Parallelization Strategies for Commodity Hardware

To evaluate the performance of our parallelization strategies, we used the same test system as in the previous section. This system has two CPUs and supports Hyper-Threading.

Our system is able to force threads on specific physical and logical CPUs. By following this mechanism we tested different configurations to obtain figures for the speedup achieved by the presented techniques. All test runs consistently showed the same speedup factors. Testing Simultaneous Multithreading on only one CPU showed an average speedup of 30%. While changing the viewing direction, the speedup varies from 25% to 35%, due to different transfer patterns between the level 1 and the level 2 cache. Whether Hyper-Threading is enabled or disabled adding a second CPU approximately reduces the computational time by 50%, i.e., Symmetric Multiprocessing and Simultaneous Multithreading are independent. This shows that our Simultaneous Multithreading scheme scales well on multi-processor machines. The Hyper-Threading benefit of approximately 30% is maintained if the second hyper-threaded CPU is enabled.

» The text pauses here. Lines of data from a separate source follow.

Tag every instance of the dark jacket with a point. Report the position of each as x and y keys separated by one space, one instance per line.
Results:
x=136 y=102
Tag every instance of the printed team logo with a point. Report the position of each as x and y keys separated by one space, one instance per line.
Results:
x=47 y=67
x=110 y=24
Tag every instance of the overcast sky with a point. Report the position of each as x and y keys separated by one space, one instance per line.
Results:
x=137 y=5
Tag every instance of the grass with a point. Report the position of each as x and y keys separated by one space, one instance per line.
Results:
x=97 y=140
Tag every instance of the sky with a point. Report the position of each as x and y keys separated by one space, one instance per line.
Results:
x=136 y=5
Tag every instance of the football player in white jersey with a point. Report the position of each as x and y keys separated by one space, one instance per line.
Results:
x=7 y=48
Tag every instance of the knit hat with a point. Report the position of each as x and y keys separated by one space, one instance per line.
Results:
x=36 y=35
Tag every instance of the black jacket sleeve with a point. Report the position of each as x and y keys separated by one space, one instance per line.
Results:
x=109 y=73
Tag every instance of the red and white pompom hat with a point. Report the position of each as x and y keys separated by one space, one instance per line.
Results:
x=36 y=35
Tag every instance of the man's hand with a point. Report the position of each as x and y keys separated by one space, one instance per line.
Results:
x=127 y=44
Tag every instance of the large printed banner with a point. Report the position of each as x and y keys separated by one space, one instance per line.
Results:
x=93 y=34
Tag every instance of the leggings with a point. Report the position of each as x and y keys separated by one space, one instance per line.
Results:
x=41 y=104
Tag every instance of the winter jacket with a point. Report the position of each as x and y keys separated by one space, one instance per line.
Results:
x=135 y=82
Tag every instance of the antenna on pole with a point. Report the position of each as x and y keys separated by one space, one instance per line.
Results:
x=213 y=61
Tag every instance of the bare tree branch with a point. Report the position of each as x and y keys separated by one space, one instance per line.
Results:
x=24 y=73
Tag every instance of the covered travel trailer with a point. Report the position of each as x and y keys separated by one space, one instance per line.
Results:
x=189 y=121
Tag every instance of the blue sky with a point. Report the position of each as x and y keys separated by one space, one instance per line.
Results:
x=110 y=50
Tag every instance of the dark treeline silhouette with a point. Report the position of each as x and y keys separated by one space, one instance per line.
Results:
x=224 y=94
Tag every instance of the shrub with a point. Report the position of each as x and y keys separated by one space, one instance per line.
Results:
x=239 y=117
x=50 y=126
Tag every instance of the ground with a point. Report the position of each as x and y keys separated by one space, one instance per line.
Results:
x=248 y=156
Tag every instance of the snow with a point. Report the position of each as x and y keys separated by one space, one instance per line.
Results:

For different block sizes, the speedup for Simultanous Multithreading varies. The speedup significantly decreases with larger block sizes. Once the level 2 cache size is exceeded, the two threads have to request data from main memory. Therefore, the CPU execution units are less utilized. Very small block sizes suffer from a different problem. The data fits almost into the level 1 cache. This means that one thread can utilize the execution units more efficiently, and the second thread is idle during this time. But the overall disadvantage is the inefficient usage of the level 2 cache. The optimal speedup $\frac{{100}}{{100 - 30}} \approx 1.42$ is achieved with a block size of 64 KB ( $32 \times 32 \times 32$). This is also the optimal block size for the bricked volume layout.